Riester-Rente reicht nicht aus

Trotz der Riester-Rente drohen künftigen Rentnern nach einer Studie des Deutschen Instituts für Altersvorsorge (DIA) wachsende Versorgungslücken bis hin zu Altersarmut. Die heute unter 45-Jährigen müssten mindestens 8 Prozent ihres Bruttoeinkommens - besser noch mehr - fürs Alter ansparen, um ihren Lebensstandard zu halten.

HB/dpa BERLIN. "Riester reicht nicht", erklärte das DIA am Donnerstag in Berlin. Das Institut ist ein Ableger der Deutschen Bank, die auch Altersvorsorgeprodukte anbietet.

Für die Riester-Rente sollen die Beschäftigten schrittweise bis zu 4 Prozent ihres Bruttoverdienstes abzweigen. Dabei erhalten sie Zuschüsse vom Staat. "Riester ist Pflicht", erklärte DIA-Berater und Rentenexperte Meinhard Miegel. Allerdings reiche die Riester-Rente alleine nicht aus. Die heute unter 45-Jährigen müssten insgesamt "mindestens das Doppelte" - also 8 Prozent und mehr - für die zusätzliche Altersvorsorge ausgeben.

Die DIA-Experten gehen davon aus, dass sich die gesetzliche Rente deutlich schlechter entwickelt als die Regierung voraussagt. DIA- Sprecher Bernd Katzenstein warf der Regierung vor, die Lage schönzurechnen und die Menschen in falsche Sicherheit zu wiegen.
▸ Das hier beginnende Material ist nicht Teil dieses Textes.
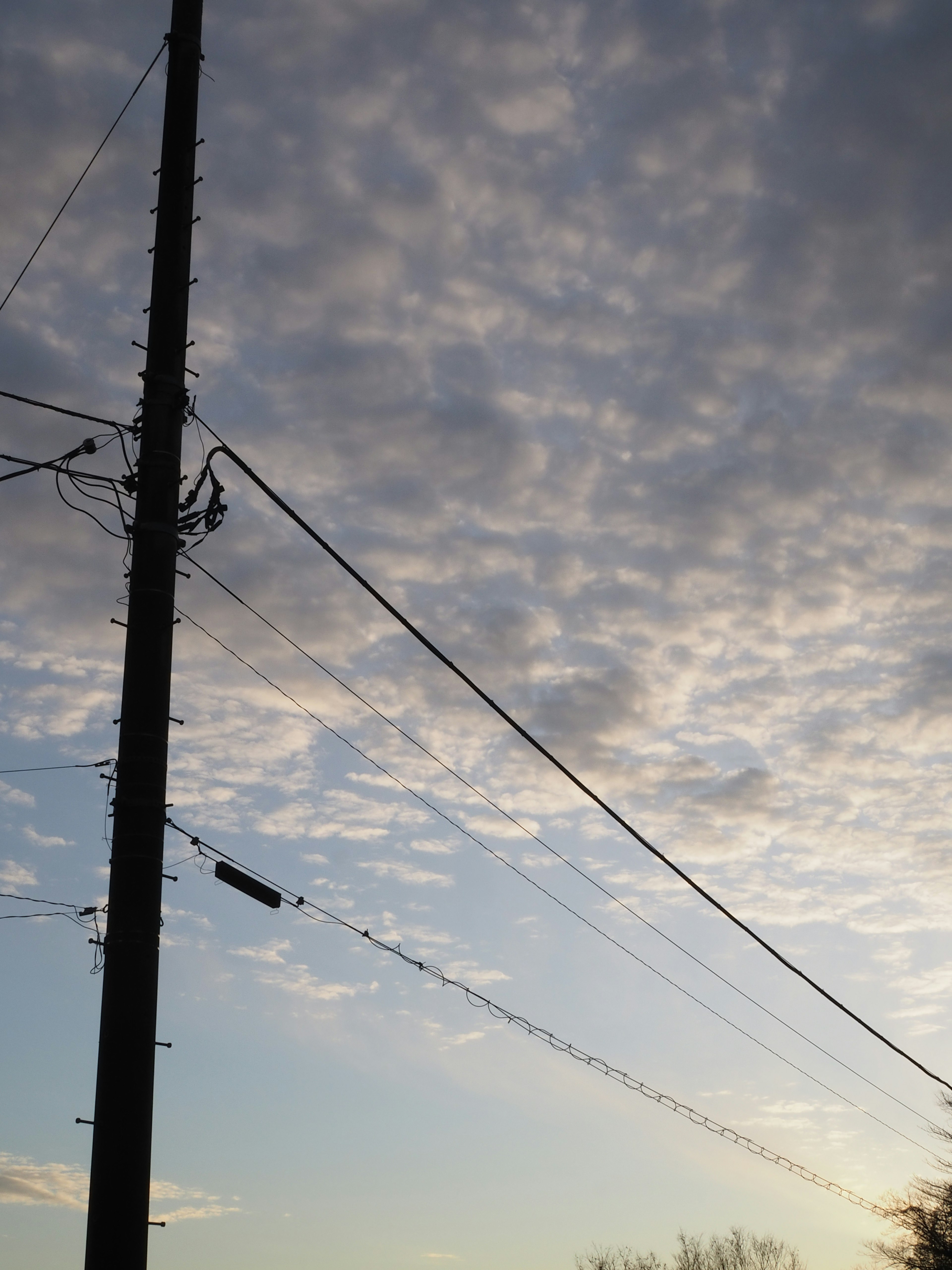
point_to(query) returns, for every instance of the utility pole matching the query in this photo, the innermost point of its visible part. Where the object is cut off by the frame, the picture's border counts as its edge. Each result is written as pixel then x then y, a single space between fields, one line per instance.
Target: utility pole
pixel 117 1230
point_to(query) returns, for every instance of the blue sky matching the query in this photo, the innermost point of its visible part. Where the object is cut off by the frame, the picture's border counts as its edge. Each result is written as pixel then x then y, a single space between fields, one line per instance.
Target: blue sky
pixel 611 342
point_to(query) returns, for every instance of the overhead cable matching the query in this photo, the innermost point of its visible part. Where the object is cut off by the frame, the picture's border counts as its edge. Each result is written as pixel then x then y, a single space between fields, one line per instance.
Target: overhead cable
pixel 539 887
pixel 74 414
pixel 60 768
pixel 546 754
pixel 562 1047
pixel 83 175
pixel 87 919
pixel 530 834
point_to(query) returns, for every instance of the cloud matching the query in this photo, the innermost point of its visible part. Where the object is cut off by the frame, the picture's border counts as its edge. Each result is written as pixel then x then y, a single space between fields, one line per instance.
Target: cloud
pixel 296 980
pixel 405 873
pixel 13 874
pixel 39 840
pixel 23 1182
pixel 20 798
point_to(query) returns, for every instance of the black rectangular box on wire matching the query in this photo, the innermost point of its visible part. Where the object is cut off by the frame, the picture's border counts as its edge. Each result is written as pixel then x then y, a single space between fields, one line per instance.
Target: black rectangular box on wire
pixel 249 886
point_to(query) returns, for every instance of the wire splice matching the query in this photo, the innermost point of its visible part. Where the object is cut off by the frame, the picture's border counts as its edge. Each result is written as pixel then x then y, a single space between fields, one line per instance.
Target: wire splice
pixel 600 1065
pixel 546 754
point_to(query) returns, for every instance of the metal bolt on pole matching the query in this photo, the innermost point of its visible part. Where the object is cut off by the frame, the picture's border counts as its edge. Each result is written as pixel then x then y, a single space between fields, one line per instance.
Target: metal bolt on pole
pixel 117 1230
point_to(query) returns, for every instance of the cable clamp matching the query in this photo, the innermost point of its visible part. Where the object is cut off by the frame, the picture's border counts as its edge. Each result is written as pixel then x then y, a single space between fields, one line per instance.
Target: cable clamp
pixel 188 40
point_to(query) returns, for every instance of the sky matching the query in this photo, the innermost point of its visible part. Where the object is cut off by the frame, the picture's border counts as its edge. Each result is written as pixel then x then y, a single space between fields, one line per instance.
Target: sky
pixel 611 343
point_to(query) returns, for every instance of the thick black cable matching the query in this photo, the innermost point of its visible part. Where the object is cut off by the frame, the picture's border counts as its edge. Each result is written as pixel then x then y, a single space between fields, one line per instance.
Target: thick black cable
pixel 562 1047
pixel 60 768
pixel 553 851
pixel 82 176
pixel 74 414
pixel 546 754
pixel 539 887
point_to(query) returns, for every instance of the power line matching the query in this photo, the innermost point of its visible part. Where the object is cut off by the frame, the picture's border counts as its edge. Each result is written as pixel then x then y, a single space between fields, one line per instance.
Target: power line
pixel 546 754
pixel 563 1047
pixel 558 855
pixel 82 176
pixel 59 410
pixel 539 887
pixel 60 768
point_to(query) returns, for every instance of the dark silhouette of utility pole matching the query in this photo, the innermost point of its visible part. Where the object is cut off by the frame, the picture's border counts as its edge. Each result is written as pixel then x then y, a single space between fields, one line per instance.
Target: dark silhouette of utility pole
pixel 117 1231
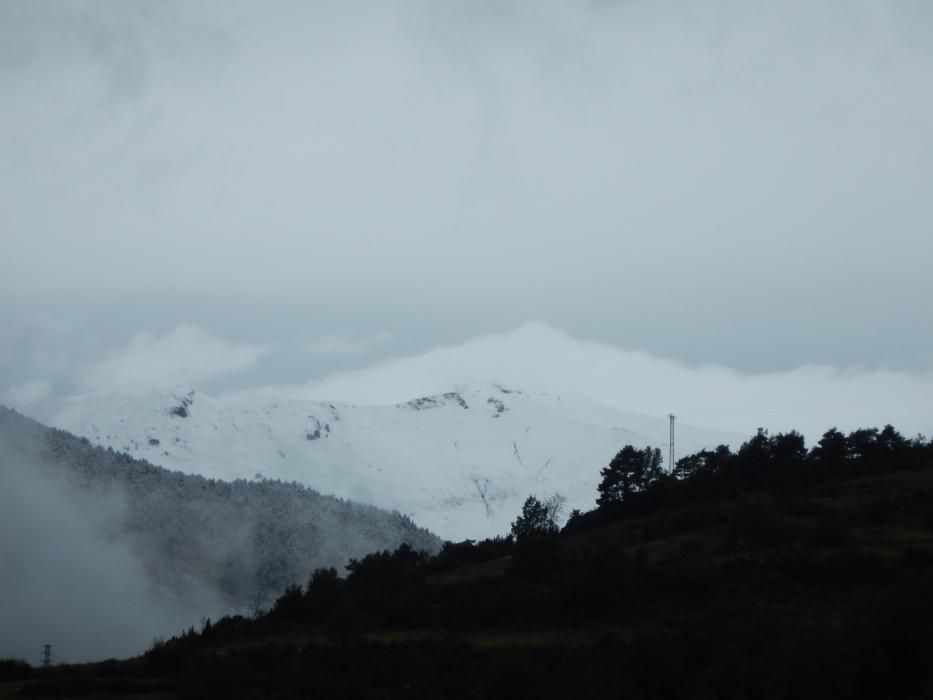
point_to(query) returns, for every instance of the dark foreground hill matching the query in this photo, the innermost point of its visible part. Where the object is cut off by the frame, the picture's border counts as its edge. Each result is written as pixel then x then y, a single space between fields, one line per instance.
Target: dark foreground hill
pixel 772 573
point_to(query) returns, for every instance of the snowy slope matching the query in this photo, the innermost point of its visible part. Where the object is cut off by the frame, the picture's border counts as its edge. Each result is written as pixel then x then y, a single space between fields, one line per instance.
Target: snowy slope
pixel 459 463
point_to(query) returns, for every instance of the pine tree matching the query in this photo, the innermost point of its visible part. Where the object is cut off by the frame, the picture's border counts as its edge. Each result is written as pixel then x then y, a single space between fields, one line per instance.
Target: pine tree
pixel 629 471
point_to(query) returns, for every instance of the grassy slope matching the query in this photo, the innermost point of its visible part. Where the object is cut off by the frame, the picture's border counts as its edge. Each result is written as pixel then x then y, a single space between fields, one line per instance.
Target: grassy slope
pixel 759 594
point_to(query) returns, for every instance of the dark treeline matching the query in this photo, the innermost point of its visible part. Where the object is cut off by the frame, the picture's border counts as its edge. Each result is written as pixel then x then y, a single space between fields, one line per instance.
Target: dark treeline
pixel 774 571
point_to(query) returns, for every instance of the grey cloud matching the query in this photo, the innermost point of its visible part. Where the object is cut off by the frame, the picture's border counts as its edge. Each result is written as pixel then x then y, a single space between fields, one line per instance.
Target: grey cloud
pixel 715 183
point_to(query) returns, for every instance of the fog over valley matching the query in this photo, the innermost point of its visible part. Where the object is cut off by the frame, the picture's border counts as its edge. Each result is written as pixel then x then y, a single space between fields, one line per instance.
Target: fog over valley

Bis Ende 2002 würden nur 3 bis 3,5 Millionen einen Vertrag über eine private Riester-Rente abschließen. Dies liege auch an den illusorischen Regierungsprognosen. "Wir haben einen Reform- und Wahrheitsstau in Deutschland", sagte Katzenstein.

Als heuchlerisch kritisierte das DIA Vorschläge, das Rentenalter schrittweise auf 67 Jahre zu erhöhen. Die meisten Menschen würden nicht bis zu dieser Altersgrenze im Job bleiben. Eine Erhöhung des Rentenalters sei daher nichts anderes als eine "Rentenkürzung auf dem kalten Weg". Die Schuld für seine "Minirente" werde dann aber auf den Einzelnen abgeschoben, der die Altersgrenze nicht erreicht habe.

Nach Angaben des DIA geht es dem Gros der heutigen Rentner so gut wie noch nie in der Geschichte Deutschlands. Dies werde sich ändern. Der sinkenden gesetzlichen Rente stehe ein wachsender Geldbedarf der Alten gegenüber. So gehen die Experten davon aus, dass künftige Rentner sehr viel stärker selbst ihre Pflege- und Gesundheitskosten bezahlen müssen, weil die arbeitende Generation die wachsenden Kosten nicht mehr schultern kann. Als Folge fehlten den Rentnerhaushalten im Jahr 2020 rechnerisch im Durchschnitt 518 Euro monatlich, um ihre Kosten zu decken, heißt es in der Studie.